Capital One Eyes AWS Exit Over AI Costs, Nvidia Memo Reveals
Capital One Explores AI Cloud Alternatives to AWS

In a significant development highlighting the financial pressures of artificial intelligence adoption, US banking giant Capital One is actively exploring options beyond Amazon Web Services (AWS) for its AI workloads. This strategic reconsideration, driven by concerns over escalating costs, was revealed in an internal Nvidia document obtained by Business Insider.

AI Cost Concerns Prompt Cloud Rethink

The internal communication from an Nvidia employee detailed discussions held with Capital One representatives at a recent technology conference.

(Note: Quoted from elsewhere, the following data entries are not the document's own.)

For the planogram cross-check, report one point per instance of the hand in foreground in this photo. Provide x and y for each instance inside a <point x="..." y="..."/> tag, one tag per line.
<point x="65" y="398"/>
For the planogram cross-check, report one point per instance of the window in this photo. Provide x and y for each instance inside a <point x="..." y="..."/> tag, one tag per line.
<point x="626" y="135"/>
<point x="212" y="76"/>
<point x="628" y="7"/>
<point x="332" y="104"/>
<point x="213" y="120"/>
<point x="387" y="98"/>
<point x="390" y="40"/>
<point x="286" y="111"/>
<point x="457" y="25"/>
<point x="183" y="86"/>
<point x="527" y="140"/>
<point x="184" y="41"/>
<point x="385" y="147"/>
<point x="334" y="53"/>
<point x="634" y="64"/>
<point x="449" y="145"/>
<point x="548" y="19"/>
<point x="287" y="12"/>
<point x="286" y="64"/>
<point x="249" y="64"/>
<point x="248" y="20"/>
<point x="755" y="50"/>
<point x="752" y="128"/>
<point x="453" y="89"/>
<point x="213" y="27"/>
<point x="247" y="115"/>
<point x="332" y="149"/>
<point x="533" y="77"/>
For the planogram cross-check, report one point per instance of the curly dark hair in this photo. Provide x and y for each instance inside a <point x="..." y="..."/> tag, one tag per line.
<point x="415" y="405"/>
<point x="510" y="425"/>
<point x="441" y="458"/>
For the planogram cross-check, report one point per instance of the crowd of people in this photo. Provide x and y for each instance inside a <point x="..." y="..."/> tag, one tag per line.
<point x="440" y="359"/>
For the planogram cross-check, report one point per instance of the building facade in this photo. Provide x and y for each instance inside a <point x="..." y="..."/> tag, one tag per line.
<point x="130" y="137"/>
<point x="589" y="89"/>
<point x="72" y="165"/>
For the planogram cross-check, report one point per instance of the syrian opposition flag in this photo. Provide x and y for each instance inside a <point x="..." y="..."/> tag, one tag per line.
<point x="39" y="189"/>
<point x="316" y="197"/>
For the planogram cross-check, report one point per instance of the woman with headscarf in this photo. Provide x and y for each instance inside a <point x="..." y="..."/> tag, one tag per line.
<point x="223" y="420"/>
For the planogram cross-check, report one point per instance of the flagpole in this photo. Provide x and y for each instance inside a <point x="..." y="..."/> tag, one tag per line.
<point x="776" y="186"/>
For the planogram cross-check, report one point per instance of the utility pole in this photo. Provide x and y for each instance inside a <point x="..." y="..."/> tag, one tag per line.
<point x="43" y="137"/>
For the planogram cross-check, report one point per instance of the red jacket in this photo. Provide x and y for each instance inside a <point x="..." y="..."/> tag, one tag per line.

The memo explicitly stated that the financial institution foresees its demand for GPUs and reasoning models growing substantially, and is worried that the associated expenses on AWS will soon become unmanageable. This search for cost control underscores a growing tension between ambitious AI projects and the cloud budgets of major corporations.

According to the report, the talks focused on two primary alternatives: building an "AI factory" or turning to "neocloud" providers. An AI factory refers to a company constructing its own in-house data centre specifically designed to train and operate AI models, thereby reducing reliance on external cloud rentals. Neoclouds are a new breed of cloud service providers, such as CoreWeave, Lambda, and Crusoe, which specialise in AI and machine learning tasks using powerful Nvidia hardware.

Industry-Wide Scrutiny of Cloud Bills

Capital One's deliberations are not an isolated case. They reflect a broader industry trend where companies are diversifying their cloud partnerships to optimise costs. A report from RBC Capital indicates that 43% of enterprises now use multiple public cloud providers. Furthermore, Business Insider had earlier reported that numerous AI startups are postponing their AWS expenditures, choosing competitor platforms instead. Internal Amazon documents suggested that a staggering 90% of startups in the Radical Ventures portfolio are primarily building on rival clouds due to financial considerations.

This exploration is particularly noteworthy because of Capital One's historically deep ties with AWS. The bank was a pioneer in the financial sector, becoming the first major institution to completely migrate to the public cloud, a process that involved shutting down its data centres over a two-year period, as reported by CIO.com in July. Despite Capital One's AI chief, Prem Natarajan, having highlighted dramatic reductions in inference costs, the current search for alternatives suggests that the overall expenditure on AI infrastructure remains a pressing challenge.

Commitment to AWS Amidst Exploration

In response to the report, a Capital One spokesperson reaffirmed the bank's relationship with Amazon, stating, "We continue to be committed to AWS as our predominant strategic cloud partner." However, the confirmed discussions with Nvidia about other options reveal a pragmatic approach to infrastructure strategy. The bank appears to be balancing its long-term partnership with the immediate need to manage the ballooning costs associated with cutting-edge AI development and deployment.

The situation presents a critical moment for cloud providers. As AI becomes central to business operations across sectors, from finance to startups, the traditional cloud pricing and service models are facing intense scrutiny. Companies are now more willing to consider hybrid approaches, specialised providers, or even in-house solutions to keep their transformative AI ambitions financially sustainable.